When exposing other namespaces we may want the suggestions shown when searching to still give preferences to the main namespace, unless the prefix of another namespace is explicitly written in the search query. That is, typing "Signature" will show results only for the main namespace. Typing "Wikipedia:Signature" will show the results from the Wikipedia namespace.

Change 508790 had a related patch set uploaded (by Santhosh; owner: Santhosh):
[mediawiki/extensions/ContentTranslation@master] Allow searching for titles in any namespace, if query has it

https://gerrit.wikimedia.org/r/508790

https://gerrit.wikimedia.org/r/508790 allows search in all namespaes. Note that this patch did not implement any exclusion or inclusion checks.

image.png (434×1 px, 46 KB)

@Petar.petkovic commented in this patch:

Presence of ':' in article title does not guarantee it is in non-main namespace. Take en:Terminator_2:_Judgment_Day for example.

I think this is acceptable. There is not much to gain from adding lot of code to validate the prefix when the search is based on prefixes(for example, refer the search results from "Terminator:")

Implementing a validator by using namespace cache and fetching namespaces from sourcewiki is the way to be strict about these values, but that strictness to handle a smallset of titles with ':' in it is not worth IMO. The context here is a source selector and it is the user who select these titles only if that title exists in source wiki.

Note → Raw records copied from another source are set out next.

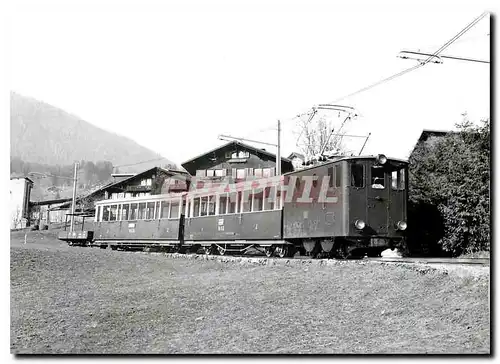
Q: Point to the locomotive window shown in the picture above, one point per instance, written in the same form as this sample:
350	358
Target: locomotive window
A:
133	211
223	200
246	201
125	210
233	203
338	175
196	207
150	208
394	180
211	205
402	179
269	198
357	175
203	206
174	210
378	178
105	213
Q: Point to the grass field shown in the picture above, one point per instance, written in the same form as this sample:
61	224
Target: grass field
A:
88	300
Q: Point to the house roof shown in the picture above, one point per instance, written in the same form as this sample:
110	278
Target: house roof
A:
240	144
113	184
50	202
22	177
295	154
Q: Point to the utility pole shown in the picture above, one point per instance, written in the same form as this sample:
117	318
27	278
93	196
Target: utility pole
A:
278	153
74	199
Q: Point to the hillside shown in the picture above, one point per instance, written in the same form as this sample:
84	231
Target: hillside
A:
44	134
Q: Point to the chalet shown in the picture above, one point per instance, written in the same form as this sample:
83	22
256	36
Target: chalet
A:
235	162
20	193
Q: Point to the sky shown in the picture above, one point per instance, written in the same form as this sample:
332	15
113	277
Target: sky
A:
174	75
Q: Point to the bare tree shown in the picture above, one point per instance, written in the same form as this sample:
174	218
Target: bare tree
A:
320	134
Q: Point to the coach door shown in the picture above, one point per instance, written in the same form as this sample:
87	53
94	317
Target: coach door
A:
378	200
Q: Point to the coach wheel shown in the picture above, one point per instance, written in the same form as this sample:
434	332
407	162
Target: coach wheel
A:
222	251
269	250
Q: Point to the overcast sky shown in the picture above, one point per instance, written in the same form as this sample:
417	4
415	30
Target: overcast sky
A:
174	76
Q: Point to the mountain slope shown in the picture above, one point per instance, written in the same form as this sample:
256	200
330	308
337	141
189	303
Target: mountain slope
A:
45	134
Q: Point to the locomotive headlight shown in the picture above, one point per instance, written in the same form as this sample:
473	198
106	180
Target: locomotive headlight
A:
381	159
401	225
359	224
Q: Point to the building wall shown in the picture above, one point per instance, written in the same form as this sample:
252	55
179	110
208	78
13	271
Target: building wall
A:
20	191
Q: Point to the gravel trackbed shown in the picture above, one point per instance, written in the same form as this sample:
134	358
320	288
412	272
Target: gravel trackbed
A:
76	300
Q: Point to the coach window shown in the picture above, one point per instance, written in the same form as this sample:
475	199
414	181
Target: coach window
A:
258	203
246	199
174	210
98	213
113	213
150	208
233	203
142	211
223	204
196	207
357	175
338	175
125	210
133	211
105	213
203	205
378	180
402	185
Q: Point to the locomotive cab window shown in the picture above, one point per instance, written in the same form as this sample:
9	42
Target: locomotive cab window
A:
357	175
378	178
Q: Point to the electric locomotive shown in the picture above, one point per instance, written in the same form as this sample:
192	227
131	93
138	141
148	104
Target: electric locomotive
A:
349	206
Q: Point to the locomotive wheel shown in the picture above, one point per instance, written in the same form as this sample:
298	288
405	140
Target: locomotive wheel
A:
269	250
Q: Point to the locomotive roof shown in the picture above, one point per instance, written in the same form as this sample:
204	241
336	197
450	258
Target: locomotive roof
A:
346	158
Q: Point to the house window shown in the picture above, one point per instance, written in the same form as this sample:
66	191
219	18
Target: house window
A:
378	180
357	175
241	173
220	172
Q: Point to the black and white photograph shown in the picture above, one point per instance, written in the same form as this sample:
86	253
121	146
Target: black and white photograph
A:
242	178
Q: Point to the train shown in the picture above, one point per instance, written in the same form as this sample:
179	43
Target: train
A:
346	207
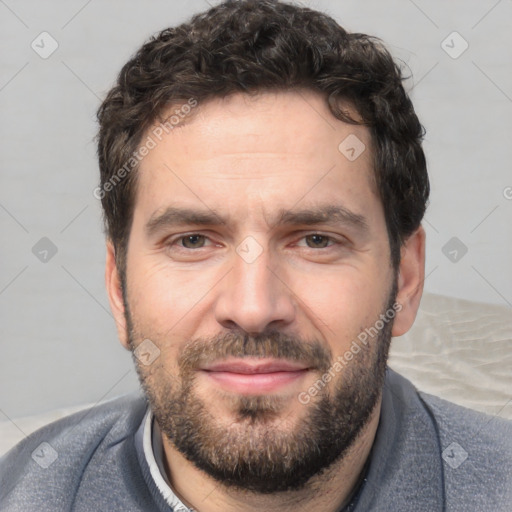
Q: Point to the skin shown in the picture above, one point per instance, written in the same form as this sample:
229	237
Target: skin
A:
245	158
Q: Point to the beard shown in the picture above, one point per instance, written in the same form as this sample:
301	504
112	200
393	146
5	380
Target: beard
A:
259	450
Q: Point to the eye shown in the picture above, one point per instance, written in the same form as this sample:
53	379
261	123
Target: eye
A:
191	241
317	241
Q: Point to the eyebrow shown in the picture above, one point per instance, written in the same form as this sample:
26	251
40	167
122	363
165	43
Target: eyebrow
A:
325	214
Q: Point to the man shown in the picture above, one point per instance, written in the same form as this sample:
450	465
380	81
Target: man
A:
263	185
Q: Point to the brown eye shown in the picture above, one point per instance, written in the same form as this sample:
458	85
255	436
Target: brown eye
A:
317	241
193	241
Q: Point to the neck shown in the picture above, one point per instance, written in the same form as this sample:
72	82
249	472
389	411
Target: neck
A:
330	491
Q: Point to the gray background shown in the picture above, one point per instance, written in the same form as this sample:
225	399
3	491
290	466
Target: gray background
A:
58	341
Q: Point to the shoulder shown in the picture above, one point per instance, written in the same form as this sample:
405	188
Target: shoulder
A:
476	452
53	459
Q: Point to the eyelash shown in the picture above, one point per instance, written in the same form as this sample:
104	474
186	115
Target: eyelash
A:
171	242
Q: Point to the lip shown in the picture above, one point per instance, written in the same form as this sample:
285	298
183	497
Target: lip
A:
254	376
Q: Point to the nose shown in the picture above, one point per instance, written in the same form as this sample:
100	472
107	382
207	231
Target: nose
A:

Basically, we just remove the namespace constraint when the value user typed is having a ":".

@Pginer-WMF confirm.

Change 509018 had a related patch set uploaded (by Santhosh; owner: Santhosh):
[mediawiki/extensions/ContentTranslation@master] Define excluded namespaces for Content translation

https://gerrit.wikimedia.org/r/509018

@Pginer-WMF confirm.

Ok so we are restricting the search to the main namespace when there is no ":" and searching everywhere where there is a ":". That sounds good, but I'd like to confirm this would lead to the following behaviour:

  • Typing "Signature" will show among the results the Signature article but not the "Wikipedia:Signatures" documentation page.
  • Typing "Wikipedia:Signature" will show among the results "Wikipedia:Signatures" documentation page.
  • Typing "Terminator:" will show among the results "Terminator: Dark Fate" article, and potentially also pages under an hypothetical "Terminator" namespace.

This sounds good to me. Are the examples above correct?

@Pginer-WMF confirm.

Ok so we are restricting the search to the main namespace when there is no ":" and searching everywhere where there is a ":". That sounds good, but I'd like to confirm this would lead to the following behaviour:

  • Typing "Signature" will show among the results the Signature article but not the "Wikipedia:Signatures" documentation page.

Yes

  • Typing "Wikipedia:Signature" will show among the results "Wikipedia:Signatures" documentation page.

Yes

  • Typing "Terminator:" will show among the results "Terminator: Dark Fate" article, and potentially also pages under an hypothetical "Terminator" namespace.

Yes

Awesome, then I think the provided support is enough for the user needs.

Change 508790 merged by jenkins-bot:
[mediawiki/extensions/ContentTranslation@master] Allow searching for titles in any namespace, if query has it

https://gerrit.wikimedia.org/r/508790

Change 509018 merged by jenkins-bot:
[mediawiki/extensions/ContentTranslation@master] Define excluded namespaces for Content translation

https://gerrit.wikimedia.org/r/509018

Notes for QA:

  • All talk namespaces are excluded and cannot be found by searching in "New translation" dialog, including Flow boards.
  • Other namespaces excluded from translating:
    • File
    • Gadget
    • Gadget definition
    • MediaWiki
    • Module
    • Template
    • Translations
  • Extra namespaces that wikis can define are not excluded, but their talk pages are.

Different namespaces appear in the search results and the translation page loads them.
I noticed that when translating a page of another namespace the target destination is still the main namespace. The expectation may be to use the equivalent namespace, although that may bring also some complications. Based on observations we'll decide whether a follow-up ticket is worth it.